I can't help wondering if perhaps this is time to use the uint32 in
SSH_MSG_KEXINIT that is "0 (reserved for future extension)", though,
rather than shoehorning it into something that's currently outside the
protocol (almost) entirely.  I see no guidance in 4253 for
implementation behaviour if that value isn't 0 - but see below.

Also, 4253 says the server MAY send text before its version number, but
is silent on the question of whether the client also may.  (I suspect
most server implementations share that code with their corresponding
client implementations, though.)

> However, we could also change the protocol to include the Expect-Key
> lines in the SSH key exchange hash.

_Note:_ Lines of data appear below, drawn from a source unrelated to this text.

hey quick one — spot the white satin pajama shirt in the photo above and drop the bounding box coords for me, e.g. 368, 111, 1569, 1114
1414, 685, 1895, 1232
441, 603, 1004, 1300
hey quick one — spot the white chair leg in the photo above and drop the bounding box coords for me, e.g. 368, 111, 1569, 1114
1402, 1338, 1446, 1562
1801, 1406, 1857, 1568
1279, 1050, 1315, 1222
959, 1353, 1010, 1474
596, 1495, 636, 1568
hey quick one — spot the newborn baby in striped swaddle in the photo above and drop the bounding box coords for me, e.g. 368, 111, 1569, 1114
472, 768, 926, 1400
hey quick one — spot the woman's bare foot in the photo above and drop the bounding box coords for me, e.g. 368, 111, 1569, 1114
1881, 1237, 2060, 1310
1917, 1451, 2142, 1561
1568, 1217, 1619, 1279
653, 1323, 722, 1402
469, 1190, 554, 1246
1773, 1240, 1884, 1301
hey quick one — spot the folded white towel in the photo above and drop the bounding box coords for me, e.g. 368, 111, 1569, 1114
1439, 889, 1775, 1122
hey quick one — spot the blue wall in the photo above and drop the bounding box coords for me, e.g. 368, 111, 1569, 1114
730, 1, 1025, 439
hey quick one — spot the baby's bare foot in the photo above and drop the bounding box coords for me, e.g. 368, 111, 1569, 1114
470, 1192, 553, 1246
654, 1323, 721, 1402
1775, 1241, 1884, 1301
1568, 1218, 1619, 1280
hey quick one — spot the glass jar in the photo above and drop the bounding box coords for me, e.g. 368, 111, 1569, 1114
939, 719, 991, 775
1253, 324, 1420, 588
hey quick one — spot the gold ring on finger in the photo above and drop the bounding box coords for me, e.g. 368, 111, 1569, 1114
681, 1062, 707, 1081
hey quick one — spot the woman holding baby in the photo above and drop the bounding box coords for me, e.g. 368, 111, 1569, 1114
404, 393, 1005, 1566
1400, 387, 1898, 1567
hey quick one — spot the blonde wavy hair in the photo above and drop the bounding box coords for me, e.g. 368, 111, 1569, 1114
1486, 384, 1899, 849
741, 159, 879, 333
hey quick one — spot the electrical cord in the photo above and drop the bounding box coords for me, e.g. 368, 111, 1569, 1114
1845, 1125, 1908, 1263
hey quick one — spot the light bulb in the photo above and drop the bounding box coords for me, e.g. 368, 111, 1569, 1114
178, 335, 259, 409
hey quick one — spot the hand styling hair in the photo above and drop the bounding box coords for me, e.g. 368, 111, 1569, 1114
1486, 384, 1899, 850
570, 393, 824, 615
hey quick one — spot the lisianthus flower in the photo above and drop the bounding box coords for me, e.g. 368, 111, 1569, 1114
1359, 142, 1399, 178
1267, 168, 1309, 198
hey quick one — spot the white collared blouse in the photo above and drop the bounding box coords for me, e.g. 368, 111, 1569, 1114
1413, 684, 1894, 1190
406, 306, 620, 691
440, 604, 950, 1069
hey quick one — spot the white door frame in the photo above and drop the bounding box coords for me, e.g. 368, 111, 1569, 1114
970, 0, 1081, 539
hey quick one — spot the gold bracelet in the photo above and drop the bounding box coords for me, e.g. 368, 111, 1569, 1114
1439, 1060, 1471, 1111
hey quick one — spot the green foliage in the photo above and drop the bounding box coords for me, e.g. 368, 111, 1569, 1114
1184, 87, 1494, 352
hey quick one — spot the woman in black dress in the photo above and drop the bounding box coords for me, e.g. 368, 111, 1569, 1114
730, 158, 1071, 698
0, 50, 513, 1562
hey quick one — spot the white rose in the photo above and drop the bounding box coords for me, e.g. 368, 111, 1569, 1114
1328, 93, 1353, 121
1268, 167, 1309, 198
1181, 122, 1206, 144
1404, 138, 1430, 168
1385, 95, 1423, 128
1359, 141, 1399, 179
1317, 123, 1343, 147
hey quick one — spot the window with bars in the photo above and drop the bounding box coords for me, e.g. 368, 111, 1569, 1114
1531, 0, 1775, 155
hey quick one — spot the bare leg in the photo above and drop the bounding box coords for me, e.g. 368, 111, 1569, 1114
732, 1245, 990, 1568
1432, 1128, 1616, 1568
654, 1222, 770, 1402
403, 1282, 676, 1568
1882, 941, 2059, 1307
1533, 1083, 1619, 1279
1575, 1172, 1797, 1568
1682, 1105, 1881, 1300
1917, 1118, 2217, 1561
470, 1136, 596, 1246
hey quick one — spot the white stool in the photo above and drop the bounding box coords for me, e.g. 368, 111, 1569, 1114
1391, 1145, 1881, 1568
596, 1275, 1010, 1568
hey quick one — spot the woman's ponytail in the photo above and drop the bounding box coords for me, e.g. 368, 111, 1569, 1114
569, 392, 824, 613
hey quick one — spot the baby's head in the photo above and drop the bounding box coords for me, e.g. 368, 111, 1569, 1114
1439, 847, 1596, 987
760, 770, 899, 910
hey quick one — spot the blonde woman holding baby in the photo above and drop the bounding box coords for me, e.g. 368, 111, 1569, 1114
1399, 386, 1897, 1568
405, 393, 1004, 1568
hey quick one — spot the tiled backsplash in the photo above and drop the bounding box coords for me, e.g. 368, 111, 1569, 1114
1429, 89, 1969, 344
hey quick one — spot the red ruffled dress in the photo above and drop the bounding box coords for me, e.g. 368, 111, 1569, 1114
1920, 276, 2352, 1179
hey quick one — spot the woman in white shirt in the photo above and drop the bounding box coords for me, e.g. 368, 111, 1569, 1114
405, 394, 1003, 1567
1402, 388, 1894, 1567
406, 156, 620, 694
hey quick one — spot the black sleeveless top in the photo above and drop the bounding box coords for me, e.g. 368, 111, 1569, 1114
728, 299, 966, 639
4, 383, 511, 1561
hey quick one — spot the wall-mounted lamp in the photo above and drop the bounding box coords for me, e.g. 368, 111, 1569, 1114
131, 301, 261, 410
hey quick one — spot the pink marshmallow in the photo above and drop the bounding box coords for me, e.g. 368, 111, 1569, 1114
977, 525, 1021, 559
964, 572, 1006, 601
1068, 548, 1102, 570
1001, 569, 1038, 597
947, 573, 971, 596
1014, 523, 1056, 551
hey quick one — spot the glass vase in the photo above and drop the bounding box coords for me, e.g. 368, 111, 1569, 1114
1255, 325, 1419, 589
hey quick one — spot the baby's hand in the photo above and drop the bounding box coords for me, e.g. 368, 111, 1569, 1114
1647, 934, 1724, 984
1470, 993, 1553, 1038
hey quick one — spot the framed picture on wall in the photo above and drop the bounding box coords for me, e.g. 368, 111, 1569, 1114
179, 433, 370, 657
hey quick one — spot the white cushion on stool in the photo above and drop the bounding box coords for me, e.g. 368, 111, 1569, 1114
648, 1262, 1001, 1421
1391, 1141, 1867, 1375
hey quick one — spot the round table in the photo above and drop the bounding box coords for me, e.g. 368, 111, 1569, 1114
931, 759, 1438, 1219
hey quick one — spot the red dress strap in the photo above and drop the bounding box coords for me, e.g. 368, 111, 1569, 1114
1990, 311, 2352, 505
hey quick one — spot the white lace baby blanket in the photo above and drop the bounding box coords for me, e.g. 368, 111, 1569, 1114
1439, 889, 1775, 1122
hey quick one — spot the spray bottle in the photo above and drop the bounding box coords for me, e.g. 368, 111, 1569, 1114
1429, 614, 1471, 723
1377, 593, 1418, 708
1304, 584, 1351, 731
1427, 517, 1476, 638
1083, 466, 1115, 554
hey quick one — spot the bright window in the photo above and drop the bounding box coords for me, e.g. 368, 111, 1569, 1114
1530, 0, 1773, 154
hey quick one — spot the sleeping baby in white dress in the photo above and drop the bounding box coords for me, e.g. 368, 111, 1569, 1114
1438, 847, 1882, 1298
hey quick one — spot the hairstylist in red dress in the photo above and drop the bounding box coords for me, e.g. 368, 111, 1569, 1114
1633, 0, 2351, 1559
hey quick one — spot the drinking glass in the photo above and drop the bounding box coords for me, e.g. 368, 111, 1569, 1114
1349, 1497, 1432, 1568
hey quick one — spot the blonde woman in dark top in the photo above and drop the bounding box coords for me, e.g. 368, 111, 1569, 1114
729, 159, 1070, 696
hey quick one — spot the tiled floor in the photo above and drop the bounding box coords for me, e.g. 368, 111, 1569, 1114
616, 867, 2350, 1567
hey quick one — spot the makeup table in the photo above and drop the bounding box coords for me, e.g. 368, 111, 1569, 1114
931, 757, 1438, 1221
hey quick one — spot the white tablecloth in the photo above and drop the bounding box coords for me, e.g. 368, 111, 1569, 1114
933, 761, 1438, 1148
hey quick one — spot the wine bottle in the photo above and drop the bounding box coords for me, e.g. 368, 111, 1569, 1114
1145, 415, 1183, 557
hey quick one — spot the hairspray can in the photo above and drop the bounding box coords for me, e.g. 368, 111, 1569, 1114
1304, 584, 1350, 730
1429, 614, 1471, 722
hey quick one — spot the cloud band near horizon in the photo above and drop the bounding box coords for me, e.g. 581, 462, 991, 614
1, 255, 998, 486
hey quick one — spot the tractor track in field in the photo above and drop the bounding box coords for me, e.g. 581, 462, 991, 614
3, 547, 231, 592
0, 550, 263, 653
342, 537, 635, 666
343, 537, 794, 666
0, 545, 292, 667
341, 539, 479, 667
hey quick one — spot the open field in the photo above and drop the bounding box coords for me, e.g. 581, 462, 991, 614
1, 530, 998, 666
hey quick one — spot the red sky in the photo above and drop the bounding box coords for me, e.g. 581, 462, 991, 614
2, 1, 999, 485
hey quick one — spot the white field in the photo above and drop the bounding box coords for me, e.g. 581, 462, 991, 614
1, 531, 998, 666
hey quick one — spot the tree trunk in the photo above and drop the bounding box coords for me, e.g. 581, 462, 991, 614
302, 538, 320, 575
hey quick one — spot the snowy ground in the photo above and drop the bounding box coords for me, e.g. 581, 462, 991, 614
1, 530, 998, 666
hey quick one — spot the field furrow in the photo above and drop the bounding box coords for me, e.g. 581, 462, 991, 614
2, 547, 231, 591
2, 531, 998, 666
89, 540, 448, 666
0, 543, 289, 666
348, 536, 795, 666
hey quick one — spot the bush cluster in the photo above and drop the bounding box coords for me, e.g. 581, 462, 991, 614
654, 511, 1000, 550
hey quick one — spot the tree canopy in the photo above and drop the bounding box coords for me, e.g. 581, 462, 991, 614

In this case, the client would
> signal support by sending at least one Expect-Key line, and the
> server would signal support in another way.  One way would be to
> include the name "expect-key" among its host key algorithms in
> KEXINIT.

The server has at least as much room to send text before its version
string as the client does.  It seems more elegant to me for the server
to signal support with something like

Accept-Expect-Key: yes

there - or perhaps to use that RFU uint32 in SSH_MSG_KEXINIT if the
client signals support (which would avoid the issue of an unaware
client printing that and thus confusing the user and possibly breaking
scripted uses, and also restrict nonzero values to implementations that
have already advertised awareness of this extension).